My consumer is running SQL scripts after polling the topic and depending the messages returned, the scripts may take longer than the current session.timeout.ms interval (we have increased this value, but the length of time for the scripts to run can vary quiet a bit and regardless of the interval we will exceed it at times). I also want to avoid a rebalance as safe ordering and data integrity are more important than throughput and error detention.

H.Ç.T
  • 3,335
  • 1
  • 18
  • 37
Bros0912
  • 75
  • 1
  • 4
  • why not reduce the batch size of consumer ? so that it doesn't take long time – Ryuzaki L Feb 06 '20 at 18:59
  • We tested with varying batch sizes and with the amount of processing we need to do for a single message we still run the risk of timing out (think car dealerships with hundreds of vehicles and associated coverages) – Bros0912 Feb 06 '20 at 19:09

2 Answers2

0

From version 0.10.1.0 heartbeat is sent via a separate thread so pausing your process thread wouldn't affect heartbeat thread.

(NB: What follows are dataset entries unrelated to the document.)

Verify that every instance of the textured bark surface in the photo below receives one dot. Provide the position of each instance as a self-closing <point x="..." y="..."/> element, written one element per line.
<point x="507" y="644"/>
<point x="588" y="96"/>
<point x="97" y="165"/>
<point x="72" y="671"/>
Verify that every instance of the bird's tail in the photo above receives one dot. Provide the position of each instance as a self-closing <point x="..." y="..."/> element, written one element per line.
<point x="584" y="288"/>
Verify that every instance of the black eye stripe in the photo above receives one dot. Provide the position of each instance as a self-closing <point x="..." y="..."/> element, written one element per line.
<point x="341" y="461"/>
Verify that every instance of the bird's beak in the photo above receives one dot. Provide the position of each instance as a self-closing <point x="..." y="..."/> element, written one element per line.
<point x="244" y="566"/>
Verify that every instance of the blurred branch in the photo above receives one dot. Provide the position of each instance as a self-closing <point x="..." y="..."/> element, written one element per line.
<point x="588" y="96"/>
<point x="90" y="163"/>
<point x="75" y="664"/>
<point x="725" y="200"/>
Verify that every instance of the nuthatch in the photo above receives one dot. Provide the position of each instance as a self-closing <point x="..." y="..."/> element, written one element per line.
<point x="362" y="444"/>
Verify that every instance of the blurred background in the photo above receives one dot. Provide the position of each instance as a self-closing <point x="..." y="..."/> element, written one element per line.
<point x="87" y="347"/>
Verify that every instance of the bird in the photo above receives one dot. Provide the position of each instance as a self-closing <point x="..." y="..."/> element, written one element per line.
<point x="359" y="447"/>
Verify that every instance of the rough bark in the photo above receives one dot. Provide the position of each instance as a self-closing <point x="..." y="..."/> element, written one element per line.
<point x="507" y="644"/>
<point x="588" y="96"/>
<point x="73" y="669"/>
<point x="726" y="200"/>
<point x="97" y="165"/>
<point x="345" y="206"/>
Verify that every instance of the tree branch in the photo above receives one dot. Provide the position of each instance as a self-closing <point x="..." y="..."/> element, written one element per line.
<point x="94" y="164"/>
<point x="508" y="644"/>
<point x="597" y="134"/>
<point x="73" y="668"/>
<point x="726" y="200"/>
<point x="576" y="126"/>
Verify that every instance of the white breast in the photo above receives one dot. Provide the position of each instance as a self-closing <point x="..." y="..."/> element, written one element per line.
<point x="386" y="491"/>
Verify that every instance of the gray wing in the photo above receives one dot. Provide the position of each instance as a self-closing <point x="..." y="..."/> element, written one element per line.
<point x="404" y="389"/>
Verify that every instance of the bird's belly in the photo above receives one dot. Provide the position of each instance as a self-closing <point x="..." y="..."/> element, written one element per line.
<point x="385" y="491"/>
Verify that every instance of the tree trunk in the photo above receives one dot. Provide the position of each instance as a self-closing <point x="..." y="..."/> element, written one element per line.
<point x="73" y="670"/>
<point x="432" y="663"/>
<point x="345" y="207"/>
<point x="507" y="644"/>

You can check this for more information.

H.Ç.T
  • 3,335
  • 1
  • 18
  • 37
  • this answer is wrong. if you stop calling poll your consumer will eventually leave the consumer group (its described in the link posted in this answer) – radai Feb 08 '20 at 07:04
  • @radai I didn't say the opposite. You should read both question and the answer carefully. – H.Ç.T Feb 08 '20 at 07:15
  • the question reads `do I need another thread to continue calling the poll() method while paused to meet the heartbeat requirements`. the answer is yes - poll needs to continue to be called. the fact that heartbeat is sent by a separate thread does not mean `pausing your process thread wouldn't affect heartbeat thread` as you said - the heartbeat thread will initiate a group leave if poll isnt called often enough. – radai Feb 08 '20 at 07:24
  • 1
    @radai I see your point, but still there is no need to have **another thread** to continue calling poll() to send heartbeat. There is already a processing thread which continues to call poll as usual. Heartbeat is another mechanism and pausing partitions doesn't affect heartbeat to send. As you see from question there is a misunderstanding about calling poll and sending heartbeat (it is assumed that there is one thread which is responsible to poll and send heartbeat) and in my point of view providing information that heartbeat thread is a separate thread is enough as an answer of this question – H.Ç.T Feb 08 '20 at 10:33
  • thats true - it doesnt matter which thread calls poll() (as long as only one thread at a time does so). all that matters is that poll must still be called on a regular basis, even on consumers where all assigned partitions are paused. – radai Feb 08 '20 at 17:48
  • To add some clarity - my process calls poll() and does the batch processing in the same thread. If I pause the consumer to allow for long batch times, I will not be calling the poll method until the batch is completed. Consider this scenario: I call poll() and return 1000k messages, I pause the consumer and begin processing, 10 minutes later batch is done - no call to poll() took place in this time, my timeout is 5 minutes, so the long batch caused a rebalance. **do I need to create a thread to call poll() at the time consumer is paused to avoid a rebalance?** – Bros0912 Feb 10 '20 at 14:17
  • @Bros0912 As long as you call poll() without expiring `max.poll.interval.ms`, long batch processes won't be a problem for heartbeat thread. Even your batch process takes time longer than `session.timeout.ms`. Because heartbeat is a separate thread. BTW I couldn't really understand what you mean by "pause the consumer to allow for long batch times". Is it different than this: https://kafka.apache.org/24/javadoc/org/apache/kafka/clients/consumer/KafkaConsumer.html#pause-java.util.Collection- – H.Ç.T Feb 10 '20 at 14:35
  • @Bros0912 in your scenario I suggest you to increase max.poll.interval.ms or reduce max.poll.records to avoid rebalance. – H.Ç.T Feb 10 '20 at 14:39
  • @Bros0912 You can consider to check this link to make things more clear: https://stackoverflow.com/a/60052771/10550738 – H.Ç.T Feb 10 '20 at 14:58
  • 1
    @H.C.T we don't want to increase the max.poll.interval.ms just to handle long processing batches as this would also prevent timely error detection in case of some exception. In addition, there are some cases when even a small batch size can run quite long. We previously tested using different batch sizes and need to set that at a minimum number to stay 'current' with data availability (current as defined by our business consumers). – Bros0912 Feb 10 '20 at 16:20
0

yes, you need to continue calling poll() on the consumer, even if you pause all partitions, or it will be kicked out of any consumer group its a member of and its assigned partitions will transfer to another consumer. as to which thread ends up calling poll - that doesnt matter (so long as only a single thread interacts with the consumer at a time)

quoting from kip-62:

max.poll.interval.ms. This config sets the maximum delay between client calls to poll(). When the timeout expires, the consumer will stop sending heartbeats and send an explicit LeaveGroup request.

radai
  • 23,949
  • 10
  • 71
  • 115